“Pais de aluguel e contatos virtuais com filhos mortos”

Foto Pixabay

Por: Raphael Rocha Lopes

03/03/2020 - 10:03 - Atualizada em: 03/03/2020 - 10:05

♫ “Para pra pensar se esse é o teu lugar/
Aquele bom em que deveria estar/
Presta atenção só no som do mar ”
(Te conecta, Pitty).

O que você faria para viver ou reviver algo que considera o melhor que já teve ou o melhor possível de se ter? Voltar a abraçar alguém que já se foi ou ter por perto alguém que nunca teve, talvez…

A tecnologia está trazendo para a realidade o que antes ficava apenas nos corações e mentes das pessoas, reservado aos mais recônditos sentimentos.

O reencontro com a filha de sete anos.

Recentemente vi um dos vídeos mais perturbadores envolvendo tecnologia. Na Coreia do Sul, um programa de televisão promoveu o reencontro entre uma mãe e sua filha de sete anos. Sua filha falecida de sete anos. O reencontro envolveu realidade virtual, isto é, a mãe, paramentada de equipamentos, via e sentia sua filha como estivesse realmente ali. Conversava com ela e chorava.

A recriação holográfica em 3D da criança, com voz e interação, era impressionantemente perfeita e é difícil de descrever. Não é preciso saber coreano para entender a emoção dos presentes. Nesse link (https://bit.ly/2VFeeuO) postei um trecho do vídeo, mas aviso que, pelas circunstâncias e pela reflexão a que nos obriga, é bastante impactante.

Lá mesmo na Coreia do Sul, já havia um serviço que permitia conversas telefônicas com entes queridos falecidos, com a voz do morto e dados obtidos na internet, para que o papo fosse natural.

Pai de mentirinha.

“Nem penso no que faria se ela descobrir” foi o comentário de um ator que há nove anos faz o papel do pai de uma garota. Esta notícia veio do Japão. Lá há uma empresa que aluga “amigos” e “familiares” para as mais diversas ocasiões.

Se a pessoa quer apresentar um namorado para a família ou não quer ir sozinho a algum evento, pode alugar seu namorado ou amigo e levá-lo para preencher a lacuna. E há situações extremas como a da mãe que, para não dizer os reais motivos do afastamento do pai, aluga um “pai” para que sua filha não sofra bullying na escola e não se sinta mal.

Carência e preocupação com os outros.

Estes dois exemplos dão uma pitada de como está caminhando a humanidade.

A carência, por qualquer motivo, possivelmente potencializada pela dificuldade de relacionamento e conversas francas, cria situações como a da mãe que quis participar do experimento de rever sua filha falecida e da mãe que alugou um pai para proteger sua filha daquilo que pensa lhe fazer mal. E tendo a tecnologia como facilitadora.

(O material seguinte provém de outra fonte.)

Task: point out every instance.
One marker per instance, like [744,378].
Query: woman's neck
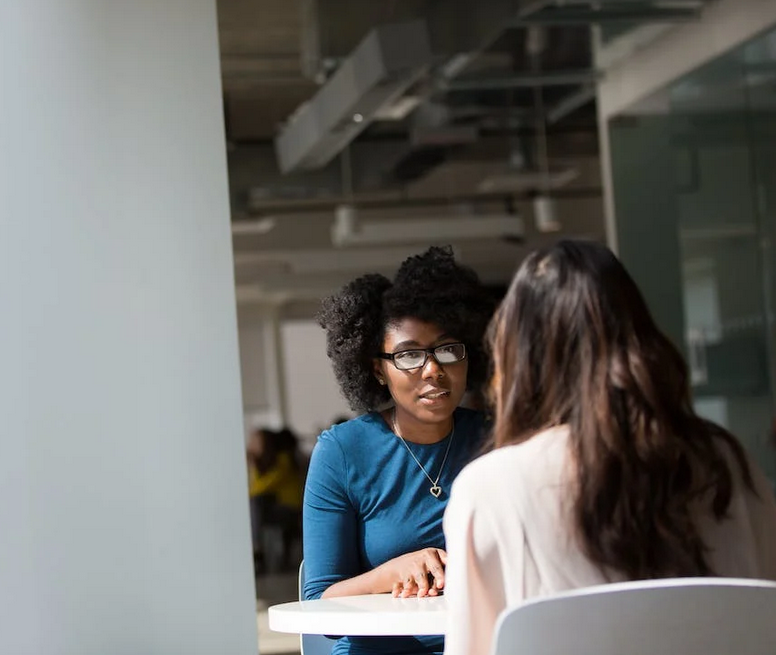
[411,429]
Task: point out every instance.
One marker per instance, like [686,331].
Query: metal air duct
[389,60]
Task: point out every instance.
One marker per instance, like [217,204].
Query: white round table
[371,615]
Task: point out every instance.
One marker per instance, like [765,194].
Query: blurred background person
[275,486]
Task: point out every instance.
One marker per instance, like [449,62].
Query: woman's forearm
[376,581]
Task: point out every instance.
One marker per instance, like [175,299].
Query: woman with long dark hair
[601,471]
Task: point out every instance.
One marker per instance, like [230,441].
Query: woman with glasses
[602,471]
[404,354]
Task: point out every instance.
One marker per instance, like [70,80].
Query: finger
[409,590]
[437,569]
[421,579]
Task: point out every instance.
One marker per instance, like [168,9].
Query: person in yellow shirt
[275,486]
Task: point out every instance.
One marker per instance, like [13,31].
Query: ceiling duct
[389,60]
[348,231]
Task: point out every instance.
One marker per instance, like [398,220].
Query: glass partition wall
[694,180]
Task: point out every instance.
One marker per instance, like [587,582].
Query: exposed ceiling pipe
[328,205]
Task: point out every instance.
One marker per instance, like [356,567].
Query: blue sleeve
[329,519]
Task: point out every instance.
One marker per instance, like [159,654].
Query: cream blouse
[507,540]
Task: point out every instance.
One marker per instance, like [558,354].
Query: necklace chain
[435,488]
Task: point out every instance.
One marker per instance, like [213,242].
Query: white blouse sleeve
[474,575]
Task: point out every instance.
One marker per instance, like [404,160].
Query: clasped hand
[421,573]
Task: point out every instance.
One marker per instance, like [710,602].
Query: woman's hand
[421,573]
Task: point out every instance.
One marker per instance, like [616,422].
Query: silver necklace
[435,489]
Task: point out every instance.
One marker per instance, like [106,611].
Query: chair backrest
[312,644]
[687,616]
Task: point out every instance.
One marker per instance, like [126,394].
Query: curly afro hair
[430,287]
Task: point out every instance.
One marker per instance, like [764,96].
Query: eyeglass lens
[445,354]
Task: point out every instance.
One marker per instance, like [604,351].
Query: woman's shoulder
[355,430]
[541,453]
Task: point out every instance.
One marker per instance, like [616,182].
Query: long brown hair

Os dois casos da vida real lembraram dois episódios da série Black Mirror: o da mulher que faz uma cópia do marido que morreu quando ela estava grávida e o da garota que fazia de tudo para receber curtidas em suas redes sociais e ser aceita pelos amigos.

Tais preocupações existem desde que o homem tomou consciência de sua humanidade. A tecnologia facilitou as (discutíveis) soluções para muitos destes dilemas, mas está longe de ser a vilã. Talvez a humanidade que esteja um pouco doente, apesar de vivermos num mundo melhor que dos nossos antepassados.